Once I was finally able to swing my leg over everything and get settled we headed off. The ruggedness of the road made hanging on a mission in survival, add to that the now slipping bundle of leaf vegetables on the back. Eventually we had to stop after barely 15min as the bundle had come completely loose and I had spent the last 3min hanging onto the bundle with my hands and Buddha with my knees, don’t think he minded the latter too much. Using my superior knot tying skills I learnt in Girl Guides, I executed several superb granny knots in various directions and secured the bundle with no chance of it ever falling off… unless scissors were enforced. Struggling back on we set off down the road, about 20 ft when Buddha decided he had to pee. So piling off and turning my back as he watered the bushes and then piling back on, we set off for the remainder of the journey back to the city.
After barely an hour I was in agony. How on earth do people do this for hours on end… We stopped and took a 20min break as I walked around and waited for feeling to return to my numb butt and lower half. Then off again, I was so tired and numb that I kept shifting until Buddha, very sternly told me to stop and sit still, especially if I valued my life and his, as I was apparently becoming a safety hazard and unbalancing the bike… oops! Eventually we made it back and I could put my sore ass in a soft chair, thank the heavens above.

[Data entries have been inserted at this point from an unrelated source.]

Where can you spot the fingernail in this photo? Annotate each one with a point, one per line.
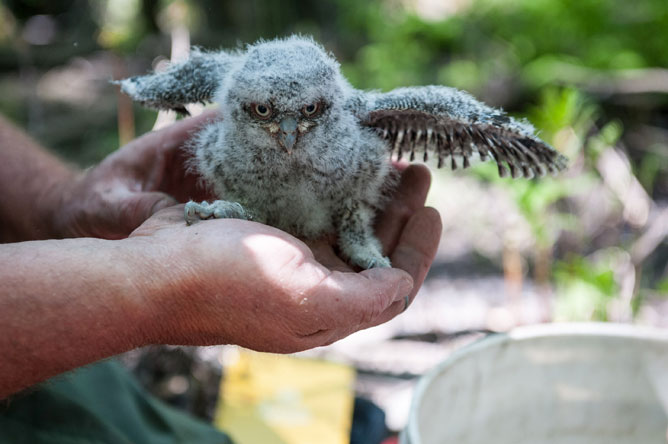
(404, 288)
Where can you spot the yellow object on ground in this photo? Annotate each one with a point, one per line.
(279, 399)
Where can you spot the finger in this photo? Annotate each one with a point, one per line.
(346, 302)
(146, 147)
(140, 206)
(408, 198)
(417, 245)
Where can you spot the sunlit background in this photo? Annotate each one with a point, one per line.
(591, 75)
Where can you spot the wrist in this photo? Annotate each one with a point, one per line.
(49, 215)
(161, 285)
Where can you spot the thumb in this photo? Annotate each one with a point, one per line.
(141, 206)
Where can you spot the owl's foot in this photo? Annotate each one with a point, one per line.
(218, 209)
(371, 258)
(356, 238)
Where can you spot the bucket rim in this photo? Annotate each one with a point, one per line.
(583, 329)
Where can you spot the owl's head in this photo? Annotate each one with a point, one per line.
(283, 92)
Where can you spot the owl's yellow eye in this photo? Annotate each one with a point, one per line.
(261, 110)
(311, 109)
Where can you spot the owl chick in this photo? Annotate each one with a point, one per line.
(300, 149)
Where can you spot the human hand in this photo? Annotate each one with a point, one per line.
(113, 198)
(240, 282)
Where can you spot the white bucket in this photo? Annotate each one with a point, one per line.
(553, 383)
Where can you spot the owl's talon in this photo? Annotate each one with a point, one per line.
(219, 209)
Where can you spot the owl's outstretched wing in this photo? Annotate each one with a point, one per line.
(446, 122)
(193, 81)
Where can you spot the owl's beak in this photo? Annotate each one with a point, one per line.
(287, 135)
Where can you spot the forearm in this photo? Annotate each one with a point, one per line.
(67, 303)
(30, 179)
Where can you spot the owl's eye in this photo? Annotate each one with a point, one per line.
(261, 110)
(311, 109)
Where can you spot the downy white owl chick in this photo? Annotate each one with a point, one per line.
(300, 149)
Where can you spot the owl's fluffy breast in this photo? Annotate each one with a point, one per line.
(303, 192)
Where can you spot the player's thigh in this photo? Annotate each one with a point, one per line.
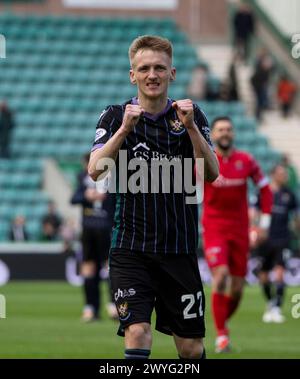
(102, 245)
(238, 255)
(132, 286)
(281, 254)
(215, 248)
(265, 254)
(180, 302)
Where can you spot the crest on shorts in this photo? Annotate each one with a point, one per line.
(123, 311)
(177, 127)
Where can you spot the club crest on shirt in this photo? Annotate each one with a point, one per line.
(239, 165)
(285, 197)
(177, 127)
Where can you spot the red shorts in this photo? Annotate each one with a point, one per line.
(224, 246)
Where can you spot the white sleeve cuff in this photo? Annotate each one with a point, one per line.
(265, 221)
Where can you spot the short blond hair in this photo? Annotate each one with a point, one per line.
(148, 42)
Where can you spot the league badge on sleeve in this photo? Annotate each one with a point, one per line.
(99, 133)
(177, 127)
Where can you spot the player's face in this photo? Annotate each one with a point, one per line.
(222, 134)
(151, 72)
(280, 176)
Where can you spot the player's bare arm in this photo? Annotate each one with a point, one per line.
(111, 148)
(185, 112)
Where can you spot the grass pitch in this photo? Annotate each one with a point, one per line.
(43, 321)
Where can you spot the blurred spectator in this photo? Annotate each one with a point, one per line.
(286, 92)
(97, 221)
(292, 182)
(243, 25)
(17, 230)
(6, 127)
(229, 90)
(260, 80)
(68, 233)
(199, 84)
(51, 223)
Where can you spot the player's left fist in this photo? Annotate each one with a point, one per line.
(185, 112)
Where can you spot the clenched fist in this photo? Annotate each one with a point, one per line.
(131, 117)
(185, 112)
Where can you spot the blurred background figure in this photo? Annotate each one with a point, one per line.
(97, 218)
(17, 230)
(243, 27)
(293, 180)
(260, 81)
(274, 251)
(286, 92)
(6, 127)
(51, 223)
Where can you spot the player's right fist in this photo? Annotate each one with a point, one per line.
(131, 116)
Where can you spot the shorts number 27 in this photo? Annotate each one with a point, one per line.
(191, 301)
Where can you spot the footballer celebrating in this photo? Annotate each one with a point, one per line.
(153, 260)
(226, 226)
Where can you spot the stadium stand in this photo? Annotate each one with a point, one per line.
(59, 74)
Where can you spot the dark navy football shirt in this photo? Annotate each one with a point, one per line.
(153, 222)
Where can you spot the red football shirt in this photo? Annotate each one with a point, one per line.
(225, 200)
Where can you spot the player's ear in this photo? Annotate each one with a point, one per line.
(132, 76)
(173, 74)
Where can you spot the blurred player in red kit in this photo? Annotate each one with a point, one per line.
(226, 225)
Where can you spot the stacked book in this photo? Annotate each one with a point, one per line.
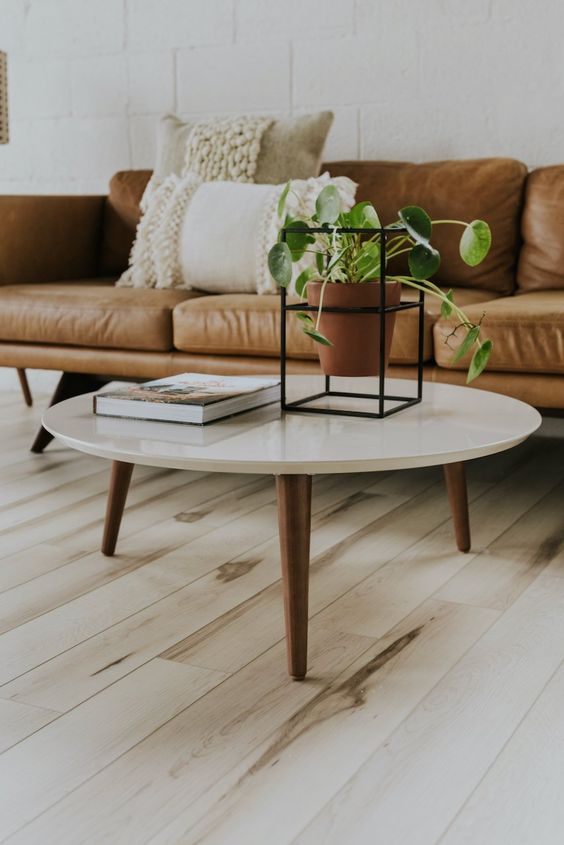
(188, 398)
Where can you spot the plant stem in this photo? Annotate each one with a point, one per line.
(320, 307)
(456, 222)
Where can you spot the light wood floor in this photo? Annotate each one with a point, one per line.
(144, 699)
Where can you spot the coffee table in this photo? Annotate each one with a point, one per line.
(452, 425)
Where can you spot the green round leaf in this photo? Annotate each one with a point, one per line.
(368, 261)
(446, 307)
(328, 205)
(479, 360)
(363, 216)
(302, 280)
(475, 242)
(280, 264)
(317, 336)
(417, 222)
(298, 241)
(424, 260)
(467, 344)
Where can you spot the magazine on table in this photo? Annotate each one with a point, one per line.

Buddha and Yogi decided to take me out to dinner and a cultural night. A local restaurant in the Thamel district with excellent food and a great show with traditional dances from all most of the Nepali tribes, along with some not so traditional “dances” to modern music. The best by far was a guy doing a comedy dance routine about going to the temple to check out girls. I guess people have told me to join church to find a husband, it seems Hindu countries have a similar past time.
Our hostess was very good, so good in fact that I would barely have the food in my mouth before she would come by and try to dish up more. Each table got their own hostess and they were very insistent, to the point of being annoying, it was like I was being force fed at times. Or maybe I am just not used to be catered to like that.
A great day with amazing memories and good friends. I will always miss Bob!